January 29, 2014

Letter to Rethinking Schools

Here is a repost of a letter I just submitted to Rethinking Schools regarding an article from their Fall 2013 issue.  Will let you know if it gets published in the Summer issue.

Dear Rethinking Schools:
While I am neither a proponent or opponent of charter schools en masse, I have some issues concerning Stan Karp’s article on charter schools (“Charter Schools and the Future of Public Education,” fall 2013) 

     1) His point that charters have shifted away from “community-based, educator initiated local efforts designed to provide alternative approaches for a small number of students,” only highlights the efforts of national charters (e.g. KIPP, Mastery, Green Dot, et al) it does not take into account the significant numbers of local community based charters who do have the best interest of their students, parents and teachers at heart.  More importantly for some, it also does not highlight that there are an increasing number of charters who are unionized.

      2) If education advocates want to eliminate or greatly reduce the influence of high-stakes testing, why do people insist on using it as a metric to either praise (rarely) or critique (more often) charter schools?  There are a significant number of other metrics people can cite which articulate the distinctions between all types of healthy performing schools and those that are underperforming.  For example, parent satisfaction, college acceptance and student safety are but three metrics that could be used rather than exclusively high stakes test scores.

       3) It is my belief, perhaps naively, that charters were never created to “take over” a school district (acknowledging the extreme case of New Orleans as an exception).  I think it is more appropriate to view charters as a one mechanism in the toolbox of school choice, much like magnet schools, gifted programs, alternative schools for pregnant girls, etc, are options for students. Why do we spend so much effort on critiquing when we should be looking at best practices from all types of healthy performing schools?

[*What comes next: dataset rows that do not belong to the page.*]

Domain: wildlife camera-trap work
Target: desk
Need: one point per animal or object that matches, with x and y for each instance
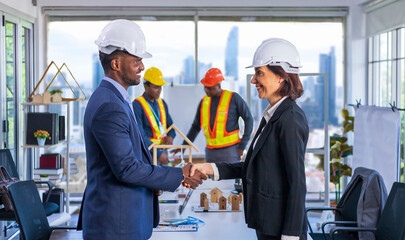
(224, 225)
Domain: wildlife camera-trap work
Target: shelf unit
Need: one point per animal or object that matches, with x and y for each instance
(28, 164)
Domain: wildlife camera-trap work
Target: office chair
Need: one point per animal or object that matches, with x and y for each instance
(6, 160)
(30, 212)
(392, 222)
(347, 212)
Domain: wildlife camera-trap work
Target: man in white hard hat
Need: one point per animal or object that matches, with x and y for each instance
(152, 112)
(120, 201)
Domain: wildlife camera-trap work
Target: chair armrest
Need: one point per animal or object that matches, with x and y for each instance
(320, 208)
(50, 186)
(314, 209)
(63, 227)
(336, 222)
(355, 229)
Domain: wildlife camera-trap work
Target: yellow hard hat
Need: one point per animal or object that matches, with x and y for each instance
(154, 76)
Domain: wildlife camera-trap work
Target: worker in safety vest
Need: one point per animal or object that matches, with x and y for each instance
(152, 112)
(217, 116)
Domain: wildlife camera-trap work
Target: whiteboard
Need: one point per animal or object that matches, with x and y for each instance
(183, 101)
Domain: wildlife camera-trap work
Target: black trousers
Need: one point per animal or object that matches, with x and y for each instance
(261, 236)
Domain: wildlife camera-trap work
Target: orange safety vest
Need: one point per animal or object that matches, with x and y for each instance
(152, 120)
(218, 137)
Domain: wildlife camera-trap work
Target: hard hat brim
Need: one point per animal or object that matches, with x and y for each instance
(205, 83)
(144, 55)
(160, 83)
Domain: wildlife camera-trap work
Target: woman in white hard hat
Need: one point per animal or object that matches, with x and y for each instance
(273, 173)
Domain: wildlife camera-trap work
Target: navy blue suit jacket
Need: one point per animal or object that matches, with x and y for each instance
(119, 201)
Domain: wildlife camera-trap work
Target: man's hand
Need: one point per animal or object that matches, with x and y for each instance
(163, 159)
(240, 152)
(168, 140)
(204, 168)
(174, 151)
(195, 180)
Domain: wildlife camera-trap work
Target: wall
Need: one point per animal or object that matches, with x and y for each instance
(356, 56)
(385, 17)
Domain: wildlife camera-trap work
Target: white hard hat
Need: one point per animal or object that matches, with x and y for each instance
(122, 35)
(277, 52)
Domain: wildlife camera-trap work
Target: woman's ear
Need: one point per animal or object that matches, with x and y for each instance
(115, 64)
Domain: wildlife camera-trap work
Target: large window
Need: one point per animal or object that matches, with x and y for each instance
(184, 48)
(15, 74)
(386, 69)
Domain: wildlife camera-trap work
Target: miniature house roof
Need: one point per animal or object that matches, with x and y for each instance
(179, 132)
(215, 190)
(64, 78)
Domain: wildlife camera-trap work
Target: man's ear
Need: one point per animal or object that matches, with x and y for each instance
(115, 64)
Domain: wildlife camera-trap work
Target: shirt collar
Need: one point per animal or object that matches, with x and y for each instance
(119, 87)
(268, 113)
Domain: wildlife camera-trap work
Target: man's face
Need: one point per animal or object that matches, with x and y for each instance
(213, 91)
(152, 91)
(131, 68)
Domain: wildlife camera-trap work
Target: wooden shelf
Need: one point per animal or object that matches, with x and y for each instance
(44, 104)
(45, 146)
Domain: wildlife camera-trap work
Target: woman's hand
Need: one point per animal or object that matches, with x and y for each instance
(205, 168)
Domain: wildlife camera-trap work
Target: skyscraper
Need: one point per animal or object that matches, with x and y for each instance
(327, 64)
(231, 53)
(98, 72)
(188, 74)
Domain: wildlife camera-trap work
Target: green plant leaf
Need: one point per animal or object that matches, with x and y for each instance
(344, 113)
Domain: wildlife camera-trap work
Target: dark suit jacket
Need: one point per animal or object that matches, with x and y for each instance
(119, 201)
(273, 174)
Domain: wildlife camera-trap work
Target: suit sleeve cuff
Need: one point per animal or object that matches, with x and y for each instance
(216, 172)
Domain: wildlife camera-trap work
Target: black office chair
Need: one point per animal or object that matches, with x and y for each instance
(346, 210)
(392, 222)
(6, 160)
(374, 193)
(30, 212)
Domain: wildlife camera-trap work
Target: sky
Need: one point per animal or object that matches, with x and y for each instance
(170, 42)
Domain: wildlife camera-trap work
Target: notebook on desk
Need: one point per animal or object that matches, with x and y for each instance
(176, 228)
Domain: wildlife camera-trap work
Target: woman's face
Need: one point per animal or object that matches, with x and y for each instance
(267, 83)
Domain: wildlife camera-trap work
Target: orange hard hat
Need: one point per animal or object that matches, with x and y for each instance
(212, 77)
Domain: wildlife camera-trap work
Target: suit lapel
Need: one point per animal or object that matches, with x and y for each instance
(268, 127)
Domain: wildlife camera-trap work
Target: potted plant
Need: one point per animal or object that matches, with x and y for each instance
(56, 95)
(41, 136)
(339, 149)
(56, 90)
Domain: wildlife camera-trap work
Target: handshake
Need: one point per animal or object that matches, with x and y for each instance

          4) There is an explicit, 
         visceral response most people feel whenever the word “segregation” is discussed.  Images of Little Rock, the National Guard and vitriolic parents screaming racial epitaphs and hurling rocks at black children come to mind.  However, in this day and age there is a significant 
      difference between state sanctioned segregation and self-selection (e.g. the work of Freeden Oeur).  If schools are designed to serve neighborhoods, then it is imperative that we have an honest discussion about neighborhoods and their racial and socio-economic structure.  It appears as if this reasoning implies that white (or integrated) schools are the only types of schools that can best serve students of color.

Finally, parents and poverty.  Poverty seems to be the Progressive go to when it comes to critiquing educational choices.  Poverty of the mind, of options, and expectations for children in any educational setting, seems to be more problematic than the distressing financial poverty many students face.  While acknowledging and respecting the obstacles and immense challenges of being financially insecure, it is disrespectful to the sacrifices of hard working parents who want positive academic (and social) outcomes for their children, but who themselves remain in economic distress. 

When it comes to charters and school choice, we need to listen to, and perhaps observe, the choices parents are making.  Schools of any type cannot exist without students.  If there is a proliferation of charters and those charters are turning away students because of enlarged waiting lists, we have to examine why this is occurring.  Yes, it can be because of the influx of influential external forces, but it can also be community driven.  We must be able to have the conversation about both the inorganic and organic forces of school choice in a more honest and respectful manner.